Figure 1 compares the performance of sequential scans to that of bitmap indices for processing multi-dimensional range queries. The sequential scan, where every element in the dataset must be evaluated against the query expression, is the most common approach for answering these types of queries in lieu of indexing technology. We see that the bitmap index significantly outperforms the sequential scan by a factor of 5 to 100, depending on the result size. We can also see that the smaller the query box size (i.e. the more selective the query), the higher is the performance advantage of the bitmap index.

Figure 1: Response time of multi-dimensional queries on a large combustion dataset.
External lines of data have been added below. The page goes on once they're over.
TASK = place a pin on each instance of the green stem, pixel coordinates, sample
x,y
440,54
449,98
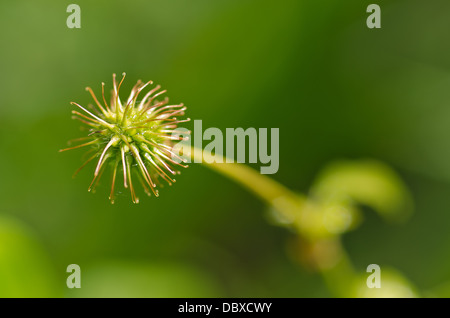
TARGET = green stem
x,y
267,189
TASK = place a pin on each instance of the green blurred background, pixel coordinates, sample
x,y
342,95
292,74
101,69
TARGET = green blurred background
x,y
335,88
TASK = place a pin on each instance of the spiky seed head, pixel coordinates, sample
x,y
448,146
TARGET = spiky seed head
x,y
134,137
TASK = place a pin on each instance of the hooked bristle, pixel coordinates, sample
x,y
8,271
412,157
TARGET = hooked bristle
x,y
135,137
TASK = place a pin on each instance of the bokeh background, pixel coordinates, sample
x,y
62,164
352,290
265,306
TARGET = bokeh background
x,y
336,90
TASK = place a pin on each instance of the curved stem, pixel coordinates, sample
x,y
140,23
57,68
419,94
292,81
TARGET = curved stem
x,y
267,189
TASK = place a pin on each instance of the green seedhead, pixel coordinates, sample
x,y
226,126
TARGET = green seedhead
x,y
135,138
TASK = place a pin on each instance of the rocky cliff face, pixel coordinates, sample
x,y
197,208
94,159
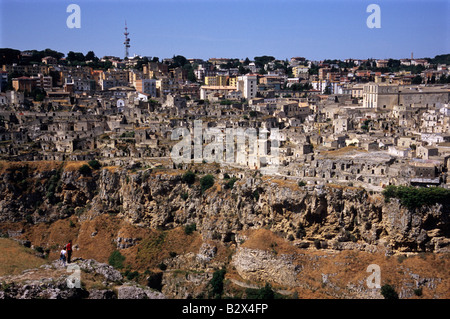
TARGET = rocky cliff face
x,y
322,217
317,231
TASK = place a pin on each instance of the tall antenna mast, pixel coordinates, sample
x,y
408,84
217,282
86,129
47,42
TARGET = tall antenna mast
x,y
127,40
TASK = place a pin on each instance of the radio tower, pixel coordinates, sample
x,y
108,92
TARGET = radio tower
x,y
127,40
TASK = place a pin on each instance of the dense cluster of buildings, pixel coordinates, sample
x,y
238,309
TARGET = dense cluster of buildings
x,y
338,122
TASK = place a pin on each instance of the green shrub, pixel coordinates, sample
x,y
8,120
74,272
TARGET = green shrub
x,y
85,170
184,196
94,164
162,266
388,292
206,182
188,178
131,274
154,280
216,283
263,293
418,292
189,229
116,259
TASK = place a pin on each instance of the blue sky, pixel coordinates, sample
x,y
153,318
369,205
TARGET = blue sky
x,y
320,29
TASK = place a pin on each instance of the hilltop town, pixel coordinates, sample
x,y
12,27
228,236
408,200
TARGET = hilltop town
x,y
369,123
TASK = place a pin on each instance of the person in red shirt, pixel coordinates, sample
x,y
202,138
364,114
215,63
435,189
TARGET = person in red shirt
x,y
69,251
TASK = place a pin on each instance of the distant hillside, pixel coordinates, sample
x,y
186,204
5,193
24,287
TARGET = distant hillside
x,y
441,59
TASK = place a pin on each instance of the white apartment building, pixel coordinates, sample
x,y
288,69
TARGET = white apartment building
x,y
248,85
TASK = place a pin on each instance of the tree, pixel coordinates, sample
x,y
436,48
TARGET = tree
x,y
188,178
417,80
75,57
388,292
90,56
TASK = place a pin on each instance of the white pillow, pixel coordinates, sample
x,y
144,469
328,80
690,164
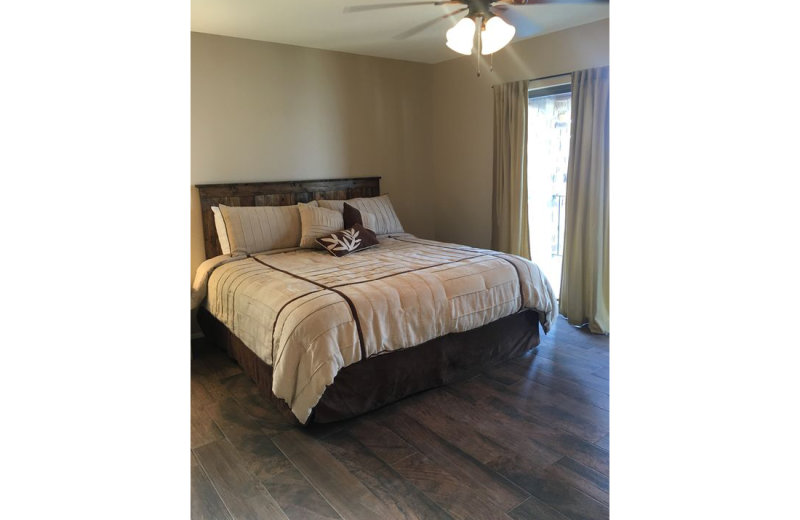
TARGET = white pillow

The bitmap index from FastBit significantly outperforms the sequential scan.

HDF5-FastQuery

HDF5 supports complex selections based on multidimensional data coordinates (eg. hyperslab selection). HDF5-FastQuery extends the HDF5 selection mechanism to allow arbitrary range conditions on the data values contained in the datasets using the bitmap indices to accelerate the query. The FastQuery technology can efficiently support compound queries that span multiple datasets.

Our initial implementation uses a wrapper API that is designed to facilitate storage of time-series of multi-variable block- structured datasets which are common in the sciences. In the future, the storage organization can be expanded to accommodate more complex data schemas such as unstructured meshes, chemistry, and particle datasets. The API also allows us to seamlessly integrate the FastBit query mechanism for data selection with HDF5's standard hyperslab selection mechanism. Using the FastQuery API, one can efficiently select subsets of data from a HDF5 file using text-string queries.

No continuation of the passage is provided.